The training was conducted at the Research Institute of Fish Breeding (RIFB), at Sukamandi. The training is part of the South – South Cooperation (SSC) under FAO, were participants hailed from Africa, Asia and Oceania. Through FAO – SSC program, there is a memorandum of understanding on technical assistants and capacity building, skills transfer to 3rd world countries.

The objective of the training program was, aquaculture technology transfer and equipping technical staff members with skills and knowledge on selective breeding programs.

Brief outline of Research Institute:

Research Institute of Fish Breeding (RIFB), is mandated to:

1.    Produce Genetically Modified Broodstock and seed of various species (prawn, tilapia, catfish)

2.    Distribute the seed (product) to the farmers (users)


There is a mutual understanding between the farmers and RIFB, whereby initially the institute supplies fry for free to the farmer and in return accurate and valuable data on set intervals. This data, once analysed forms basis for grow – out production of fish in various environments coupled with the centre based research.

The institution has 5 breeding programs (headed by promoter supported by researchers and technical assistants) namely; Pangasiid catfish, Clariid catfish, Tilapia, Common carp and Freshwater Prawn. Under those programs, all aspects of aquaculture are covered, including: Broodstock Management, Seed production, hatchery operations, Grow – out Management, Nutrition and Health Management.
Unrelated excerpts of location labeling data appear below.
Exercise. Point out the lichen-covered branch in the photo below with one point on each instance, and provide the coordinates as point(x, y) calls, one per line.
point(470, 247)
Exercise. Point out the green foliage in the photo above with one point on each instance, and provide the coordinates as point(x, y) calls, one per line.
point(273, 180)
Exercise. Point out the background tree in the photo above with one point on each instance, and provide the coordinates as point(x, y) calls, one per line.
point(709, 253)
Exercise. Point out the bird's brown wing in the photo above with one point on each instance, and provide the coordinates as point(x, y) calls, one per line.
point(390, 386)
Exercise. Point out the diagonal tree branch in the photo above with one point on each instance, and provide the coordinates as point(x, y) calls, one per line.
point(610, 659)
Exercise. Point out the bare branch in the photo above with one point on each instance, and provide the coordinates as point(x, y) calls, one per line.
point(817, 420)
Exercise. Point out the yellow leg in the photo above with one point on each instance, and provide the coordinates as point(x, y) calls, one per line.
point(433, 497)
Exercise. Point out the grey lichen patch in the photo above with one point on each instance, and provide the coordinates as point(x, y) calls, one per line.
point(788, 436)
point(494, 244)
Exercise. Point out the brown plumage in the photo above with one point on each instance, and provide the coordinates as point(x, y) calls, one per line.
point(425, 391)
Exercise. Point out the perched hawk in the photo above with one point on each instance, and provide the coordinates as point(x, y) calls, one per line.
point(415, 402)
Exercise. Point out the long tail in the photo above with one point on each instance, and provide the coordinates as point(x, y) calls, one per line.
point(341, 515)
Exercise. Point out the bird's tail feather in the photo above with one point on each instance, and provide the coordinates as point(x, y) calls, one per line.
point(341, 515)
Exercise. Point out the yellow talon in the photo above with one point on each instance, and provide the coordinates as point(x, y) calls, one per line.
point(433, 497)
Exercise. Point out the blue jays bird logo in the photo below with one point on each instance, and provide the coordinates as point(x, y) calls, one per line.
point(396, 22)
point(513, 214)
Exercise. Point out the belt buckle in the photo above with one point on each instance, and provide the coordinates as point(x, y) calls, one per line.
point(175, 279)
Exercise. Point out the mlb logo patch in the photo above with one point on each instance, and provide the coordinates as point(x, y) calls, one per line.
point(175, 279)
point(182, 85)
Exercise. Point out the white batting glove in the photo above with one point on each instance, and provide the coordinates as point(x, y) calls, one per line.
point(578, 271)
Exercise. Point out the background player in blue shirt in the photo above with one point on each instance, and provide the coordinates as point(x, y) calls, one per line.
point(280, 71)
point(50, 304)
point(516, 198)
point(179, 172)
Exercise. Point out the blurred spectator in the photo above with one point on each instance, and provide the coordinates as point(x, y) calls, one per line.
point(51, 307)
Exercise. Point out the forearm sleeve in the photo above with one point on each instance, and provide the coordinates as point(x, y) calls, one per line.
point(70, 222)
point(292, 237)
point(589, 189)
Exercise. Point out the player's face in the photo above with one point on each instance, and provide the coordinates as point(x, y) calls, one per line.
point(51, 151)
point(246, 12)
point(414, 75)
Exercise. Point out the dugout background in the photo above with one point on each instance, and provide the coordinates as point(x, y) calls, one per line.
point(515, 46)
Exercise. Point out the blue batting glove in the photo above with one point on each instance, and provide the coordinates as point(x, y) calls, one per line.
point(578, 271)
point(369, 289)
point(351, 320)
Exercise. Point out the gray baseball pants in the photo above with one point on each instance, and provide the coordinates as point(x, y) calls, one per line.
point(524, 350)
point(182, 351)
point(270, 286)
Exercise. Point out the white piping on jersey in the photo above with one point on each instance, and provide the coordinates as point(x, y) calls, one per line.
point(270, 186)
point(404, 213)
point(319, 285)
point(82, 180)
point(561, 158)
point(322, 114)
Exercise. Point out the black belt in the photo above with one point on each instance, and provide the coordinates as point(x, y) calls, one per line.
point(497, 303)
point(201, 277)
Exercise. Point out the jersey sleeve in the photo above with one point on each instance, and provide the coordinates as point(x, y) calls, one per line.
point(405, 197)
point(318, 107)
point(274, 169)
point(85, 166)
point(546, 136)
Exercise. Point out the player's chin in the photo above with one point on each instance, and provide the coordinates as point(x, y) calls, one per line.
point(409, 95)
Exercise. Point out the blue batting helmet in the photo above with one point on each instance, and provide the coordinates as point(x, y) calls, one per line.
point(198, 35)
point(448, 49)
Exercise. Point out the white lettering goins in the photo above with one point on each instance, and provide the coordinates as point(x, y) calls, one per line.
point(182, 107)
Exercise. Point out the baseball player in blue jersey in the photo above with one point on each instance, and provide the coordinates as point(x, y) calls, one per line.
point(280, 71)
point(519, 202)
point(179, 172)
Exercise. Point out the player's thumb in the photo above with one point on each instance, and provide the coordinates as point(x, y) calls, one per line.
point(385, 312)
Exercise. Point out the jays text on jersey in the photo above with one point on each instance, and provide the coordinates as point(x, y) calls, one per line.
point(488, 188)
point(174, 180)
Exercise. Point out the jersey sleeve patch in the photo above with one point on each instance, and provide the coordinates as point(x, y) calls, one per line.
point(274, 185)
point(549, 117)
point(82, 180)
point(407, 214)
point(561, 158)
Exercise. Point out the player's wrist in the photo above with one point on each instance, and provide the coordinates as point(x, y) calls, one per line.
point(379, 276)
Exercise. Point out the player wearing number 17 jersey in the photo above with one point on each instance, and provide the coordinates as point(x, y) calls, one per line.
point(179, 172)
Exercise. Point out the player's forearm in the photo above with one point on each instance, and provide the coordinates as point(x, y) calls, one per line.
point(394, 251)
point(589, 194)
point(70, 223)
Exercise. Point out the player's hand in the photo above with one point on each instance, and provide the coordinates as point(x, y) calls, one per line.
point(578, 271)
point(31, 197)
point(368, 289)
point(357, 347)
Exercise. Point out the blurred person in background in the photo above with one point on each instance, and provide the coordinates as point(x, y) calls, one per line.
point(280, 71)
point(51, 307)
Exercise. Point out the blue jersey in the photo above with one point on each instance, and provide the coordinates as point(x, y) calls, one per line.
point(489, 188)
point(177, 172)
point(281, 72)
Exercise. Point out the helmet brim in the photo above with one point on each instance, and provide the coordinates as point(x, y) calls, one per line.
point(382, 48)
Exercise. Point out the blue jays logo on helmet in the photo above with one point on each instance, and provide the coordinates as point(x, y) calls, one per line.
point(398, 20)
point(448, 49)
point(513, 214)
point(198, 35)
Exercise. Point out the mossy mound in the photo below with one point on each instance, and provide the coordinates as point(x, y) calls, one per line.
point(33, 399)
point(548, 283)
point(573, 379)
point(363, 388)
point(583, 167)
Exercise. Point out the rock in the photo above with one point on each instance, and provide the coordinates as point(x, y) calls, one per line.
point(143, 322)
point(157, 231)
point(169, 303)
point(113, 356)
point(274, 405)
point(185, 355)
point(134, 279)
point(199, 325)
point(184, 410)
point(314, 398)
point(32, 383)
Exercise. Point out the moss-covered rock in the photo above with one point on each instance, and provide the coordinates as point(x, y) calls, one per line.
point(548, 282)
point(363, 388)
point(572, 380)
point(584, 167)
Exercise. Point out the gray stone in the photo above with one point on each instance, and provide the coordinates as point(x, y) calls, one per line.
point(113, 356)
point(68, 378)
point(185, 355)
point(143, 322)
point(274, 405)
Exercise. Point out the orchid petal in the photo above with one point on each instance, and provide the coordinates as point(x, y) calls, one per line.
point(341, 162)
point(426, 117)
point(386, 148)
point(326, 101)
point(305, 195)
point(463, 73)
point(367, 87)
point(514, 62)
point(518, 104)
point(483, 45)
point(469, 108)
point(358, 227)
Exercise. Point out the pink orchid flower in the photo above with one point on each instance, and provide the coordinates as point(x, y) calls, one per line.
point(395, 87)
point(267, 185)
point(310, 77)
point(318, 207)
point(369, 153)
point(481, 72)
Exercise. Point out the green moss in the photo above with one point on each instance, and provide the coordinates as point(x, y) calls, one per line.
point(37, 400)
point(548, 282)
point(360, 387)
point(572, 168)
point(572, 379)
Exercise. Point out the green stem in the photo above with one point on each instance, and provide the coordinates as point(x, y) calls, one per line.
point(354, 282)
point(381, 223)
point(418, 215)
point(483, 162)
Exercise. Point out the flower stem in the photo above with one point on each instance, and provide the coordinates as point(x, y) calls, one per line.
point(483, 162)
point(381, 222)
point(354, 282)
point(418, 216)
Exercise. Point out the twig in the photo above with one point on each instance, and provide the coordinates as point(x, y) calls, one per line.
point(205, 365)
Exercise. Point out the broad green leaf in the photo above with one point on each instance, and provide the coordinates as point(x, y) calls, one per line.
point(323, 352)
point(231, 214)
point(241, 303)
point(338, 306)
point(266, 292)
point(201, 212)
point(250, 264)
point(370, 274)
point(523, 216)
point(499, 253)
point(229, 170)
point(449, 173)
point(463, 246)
Each program has its own supporting structures namely; hatchery, rearing, nursing and grow – out facilities (earth ponds).

The highly informative and educational lectures were taught by qualified researchers from various breeding programs, and specializing in aspects of aquaculture based at RIFB and other institutions.

LESSONS LEARNED

There are five main species being researched on and improved upon mainly;

1.    Tilapia ( Freshwater and Saline), Oreochromis niloticus, O. aureus, O. mosambicus

2.    Pangasiid Catfish, Pangasius hypophthalmus & P. djambal

1.    African Catfish, Clarias garipinus

2.    Giant Freshwater Prawn , Macrobracium rosengbergii

3.    Common carp, Cyprinus carpio




During the research activities the centre focus on desired traits of fast growth, salinity tolerance, disease resistance and flesh quality (white) in several species, as shown in Table 1. To date from the breeding programs two species are available for commercial aquaculture, white flesh Pangasiid catfish – “Patin Pasupati” (2006) and high salinity (30ppt) tolerant Tilapia, “SRIKANDI” (2012).
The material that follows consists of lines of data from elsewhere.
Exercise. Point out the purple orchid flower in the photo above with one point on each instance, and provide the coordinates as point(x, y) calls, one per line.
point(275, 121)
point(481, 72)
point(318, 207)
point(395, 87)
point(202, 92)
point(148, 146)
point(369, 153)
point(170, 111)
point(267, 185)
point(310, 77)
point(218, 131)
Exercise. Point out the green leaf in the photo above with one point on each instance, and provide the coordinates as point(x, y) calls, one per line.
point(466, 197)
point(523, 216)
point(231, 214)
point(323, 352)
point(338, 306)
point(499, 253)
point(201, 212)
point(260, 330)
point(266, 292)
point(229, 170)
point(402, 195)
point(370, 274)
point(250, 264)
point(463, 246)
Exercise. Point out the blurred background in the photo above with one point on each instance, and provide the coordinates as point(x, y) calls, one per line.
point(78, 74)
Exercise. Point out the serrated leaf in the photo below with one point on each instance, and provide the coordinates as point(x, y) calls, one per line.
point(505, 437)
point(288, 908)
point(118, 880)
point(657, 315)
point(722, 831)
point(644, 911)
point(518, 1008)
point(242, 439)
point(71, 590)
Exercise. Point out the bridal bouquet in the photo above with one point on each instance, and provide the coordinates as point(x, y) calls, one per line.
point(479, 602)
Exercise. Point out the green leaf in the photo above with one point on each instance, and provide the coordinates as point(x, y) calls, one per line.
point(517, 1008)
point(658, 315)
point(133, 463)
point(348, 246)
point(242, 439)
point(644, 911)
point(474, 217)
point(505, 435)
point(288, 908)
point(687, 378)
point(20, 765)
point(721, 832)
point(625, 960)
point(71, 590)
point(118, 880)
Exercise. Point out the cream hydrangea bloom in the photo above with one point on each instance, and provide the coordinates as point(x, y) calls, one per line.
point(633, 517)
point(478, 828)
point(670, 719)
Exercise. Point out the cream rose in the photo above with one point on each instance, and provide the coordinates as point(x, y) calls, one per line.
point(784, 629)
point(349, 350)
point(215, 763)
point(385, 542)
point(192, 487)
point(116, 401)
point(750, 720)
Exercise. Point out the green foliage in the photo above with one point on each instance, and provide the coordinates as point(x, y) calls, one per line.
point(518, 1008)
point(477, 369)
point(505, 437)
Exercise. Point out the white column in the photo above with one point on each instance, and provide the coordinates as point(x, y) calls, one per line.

Table 1: Desired traits and methods used

Species
Traits
Method (s)
Results
Pangasiid catfish
Growth
Transgenesis
F1 Transgenic Heterozygous

Growth
Family Selection
7.16% Selection response

Flesh Quality (White)
Hybridization
White flesh catfish launched for aquaculture 2006
Tilapia
Salinity tolerance and growth
Hybridization (interspecific)
SRIKANDI

Salinity tolerance and growth
Family Selection
12.22% (est) Selection response

Disease resistance (Streptococcus agalactiae)
MAS
MCH I (alfa) and MCH II marker (specific primer)
Common Carp
Growth and Disease Resistance (KHV)
Individual Selection
7.27%  genetic gain

Disease Resistance (KHV)
Transgenesis
F1 Transgenic heterozygous
Clariid catfish
Growth
Mass selection
G1: 20.58% genetic gain for body weight
G2: 11.79% genetic gain for body weight

Growth
Transgenesis
F2 Transgenic Heterozygous (2 fold growth)
Freshwater Prawn
Growth
Individual Selection
18.62% Genetic gain after 4 generations



Rice cum fish culture

This form of aquaculture is mostly practiced in rural areas, since 1860. It is environmental friendly and socio – economically viable. During this culture, one crop of rice, results in 2 crops of fish / prawn.

Practical Activities

1.    Physiological and Genetic Laboratory - Transgenic Fish gene transfer using electroporation.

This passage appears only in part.